L’immunothérapie anticancéreuse est une approche dont le succès en clinique a récemment été validé avec l’approbation de stratégies d’immunothérapie visant à traiter des cancers avancés. Ces immunothérapies sont basées sur l’inhibition des points de contrôle immunitaires qui permet d’activer le système immunitaire et sur le transfert adoptif des cellules immunitaires du patient qui ont été modifiées pour reconnaitre la tumeur. Ce projet est dans la continuité de nos études précédentes au cours desquelles nous avons montré que l’une protéine du système immunitaire, appelée MIF, peut contrôler les réponses anticancéreuses de type immunitaire du patient. Ce projet comporte deux parties : 1) Évaluation de la qualité du système immunitaire dans un contexte d’immunothérapie bloquant les immuno-checkpoints chez des souris avec une expression plus ou moins forte de MIF. 2) Étude de l’efficacité anticancéreuse des cellules immunitaires humaines activées in vitro et injectées dans des souris porteuses de tumeurs humaines. Les résultats obtenus devraient donner des informations pour améliorer les immunothérapies en cancer.
Quels sont les bénéfices susceptibles de découler de ce projet?
La recherche qui est proposée dans ce projet a par objet d’améliorer les thérapies anticancéreuses de type immunothérapie en ciblant l’effet bénéfique de MIF dans l’activité des cellules T . Nos résultats ont démontré que la cytokine pro-inflammatoire MIF est essentielle pour la réponse à l’immunothérapie anti-PD-1 et l’immunothérapie par transfert adoptif en cancer.
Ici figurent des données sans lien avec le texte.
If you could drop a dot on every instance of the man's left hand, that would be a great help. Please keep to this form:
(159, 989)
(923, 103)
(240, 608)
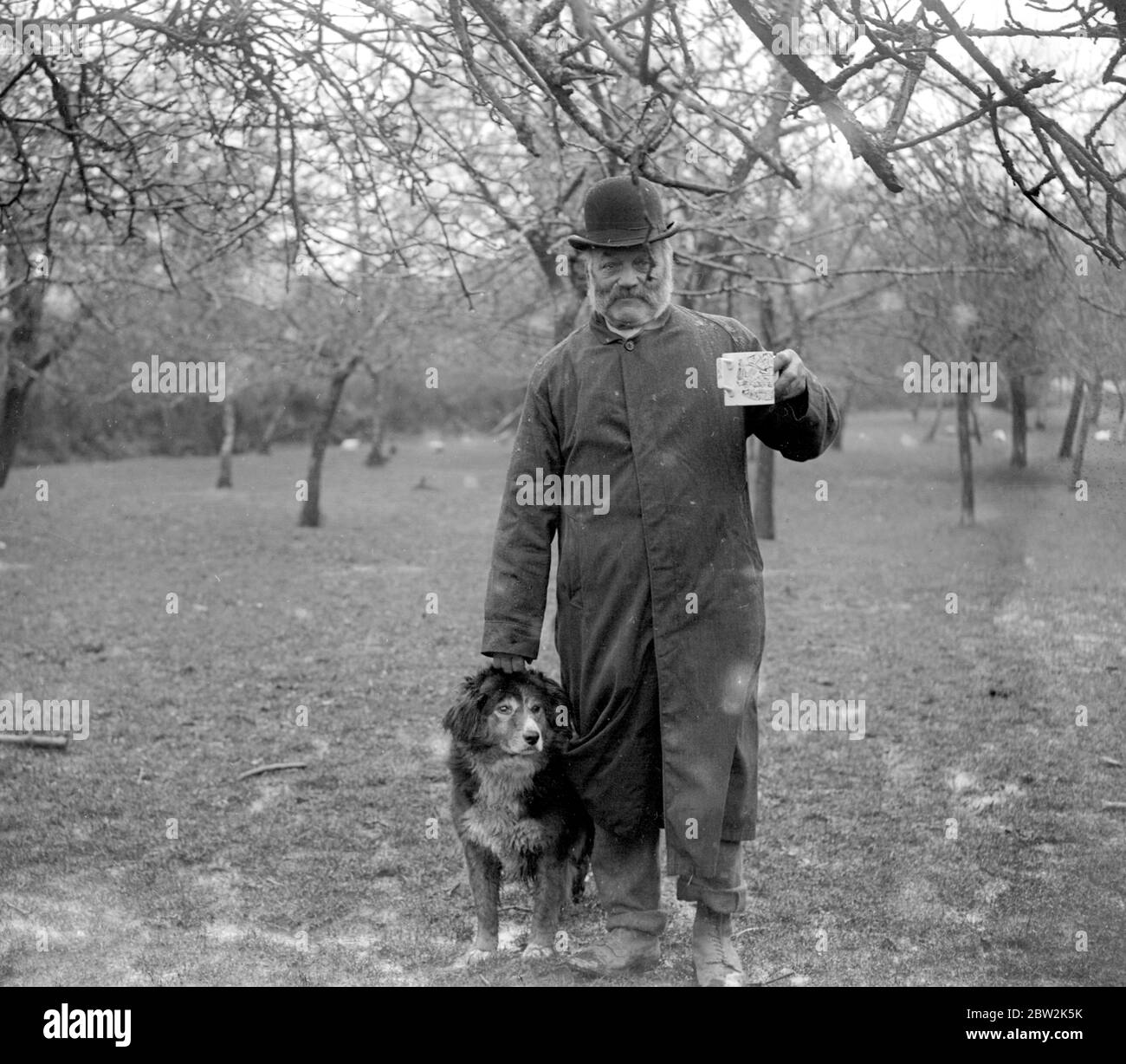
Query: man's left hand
(792, 375)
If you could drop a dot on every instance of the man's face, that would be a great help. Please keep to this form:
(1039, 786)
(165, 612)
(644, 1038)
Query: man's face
(631, 286)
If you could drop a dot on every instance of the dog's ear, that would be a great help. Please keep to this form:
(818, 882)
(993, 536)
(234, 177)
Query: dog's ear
(560, 711)
(463, 718)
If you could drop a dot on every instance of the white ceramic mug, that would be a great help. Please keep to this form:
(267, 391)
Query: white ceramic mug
(747, 379)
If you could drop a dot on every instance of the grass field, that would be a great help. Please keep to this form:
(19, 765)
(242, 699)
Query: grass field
(348, 872)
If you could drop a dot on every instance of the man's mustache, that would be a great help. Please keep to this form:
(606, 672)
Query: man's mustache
(645, 293)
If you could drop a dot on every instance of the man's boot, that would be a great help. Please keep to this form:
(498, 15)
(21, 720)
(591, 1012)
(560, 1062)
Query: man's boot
(624, 950)
(714, 953)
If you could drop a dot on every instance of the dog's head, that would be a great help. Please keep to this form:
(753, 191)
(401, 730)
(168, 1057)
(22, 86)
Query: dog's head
(516, 714)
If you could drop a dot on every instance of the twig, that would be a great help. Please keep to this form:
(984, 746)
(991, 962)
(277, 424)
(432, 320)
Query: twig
(273, 768)
(785, 974)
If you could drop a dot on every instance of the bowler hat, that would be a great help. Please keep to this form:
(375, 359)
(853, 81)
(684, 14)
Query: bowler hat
(623, 211)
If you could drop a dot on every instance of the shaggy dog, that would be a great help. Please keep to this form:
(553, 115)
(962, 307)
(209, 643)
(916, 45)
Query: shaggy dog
(514, 808)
Nous avons aussi montré que cette réponse est potentiellement dépendante de l’expression élevée de MIF et que la basse expression de MIF pourrait avoir un effet délétère. Nous avons des agents thérapeutiques qui peuvent reverser l’effet d’une basse expression de MIF et potentiellement reverser l’effet délétère. Les résultats qui découleront de ce projet et permettront d’accroitre nos connaissances sur les immunothérapies en cancer et d’améliorer leur efficacité.
Nuisances prévues
À quelles procédures les animaux seront-ils soumis en règle générale?
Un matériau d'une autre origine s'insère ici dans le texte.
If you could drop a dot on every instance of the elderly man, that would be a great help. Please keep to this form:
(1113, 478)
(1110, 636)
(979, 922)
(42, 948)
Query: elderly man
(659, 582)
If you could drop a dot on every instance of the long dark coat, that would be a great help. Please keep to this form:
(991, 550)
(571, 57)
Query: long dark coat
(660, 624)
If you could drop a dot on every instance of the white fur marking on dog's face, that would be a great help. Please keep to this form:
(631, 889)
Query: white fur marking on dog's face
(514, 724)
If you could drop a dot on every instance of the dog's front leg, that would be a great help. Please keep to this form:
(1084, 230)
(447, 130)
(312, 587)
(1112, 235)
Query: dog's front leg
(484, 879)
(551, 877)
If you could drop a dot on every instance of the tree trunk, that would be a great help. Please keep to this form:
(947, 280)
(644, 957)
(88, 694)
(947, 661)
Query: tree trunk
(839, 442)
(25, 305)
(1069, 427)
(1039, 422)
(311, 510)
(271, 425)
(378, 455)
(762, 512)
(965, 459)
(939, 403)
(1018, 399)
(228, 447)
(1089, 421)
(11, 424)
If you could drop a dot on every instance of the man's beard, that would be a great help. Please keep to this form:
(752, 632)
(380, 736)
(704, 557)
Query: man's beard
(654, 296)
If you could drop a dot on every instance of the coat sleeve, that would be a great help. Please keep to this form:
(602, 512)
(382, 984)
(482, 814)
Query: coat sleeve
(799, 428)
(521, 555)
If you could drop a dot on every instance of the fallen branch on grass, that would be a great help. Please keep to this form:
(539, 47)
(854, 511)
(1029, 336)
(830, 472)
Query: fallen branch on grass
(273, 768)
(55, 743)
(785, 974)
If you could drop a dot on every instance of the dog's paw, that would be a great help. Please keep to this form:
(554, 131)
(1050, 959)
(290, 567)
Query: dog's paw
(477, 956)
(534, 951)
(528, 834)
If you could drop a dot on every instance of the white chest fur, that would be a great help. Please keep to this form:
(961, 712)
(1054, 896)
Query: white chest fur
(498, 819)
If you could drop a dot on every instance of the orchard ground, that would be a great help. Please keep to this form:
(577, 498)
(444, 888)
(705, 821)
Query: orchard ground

Aucun prélèvement sera fait et non plus de procédures chirurgicales. Toutes les procédures seront réalisées lorsque les points limites seront atteints comme décris dans les procédures.
Quels sont les effets/effets indésirables prévus sur les animaux et la durée de ces effets?
Les souris seront soit injectées avec des tumeurs murines (MC38,B16) dans les cas des souris 5CATT et 7CATT ou avec des tumeurs humaines (NALM6, Raji ou A549 ) pour les souris NSG. L’injection des tumeurs se fera sous anesthésie à l’isoflurane et la croissance tumorale ne dépassera jamais les 300 mm2 pour les tumeurs solides et plus de 25% des cellules tumorales dans le sang (~3 semaines) dans le cas des tumeurs sanguines.
Justifier le sort prévu des animaux à l’issue de la procédure.
A l’issue de chaque procédure, lorsque les points limites seront atteints, tous les animaux seront mis à mort. Lorsque l’effet thérapeutique est étudié, les animaux qui n’auront pas atteint le point limite seront considérés protégés et seront mis à mort également par anesthésie à l’isoflurane et dislocation cervicale.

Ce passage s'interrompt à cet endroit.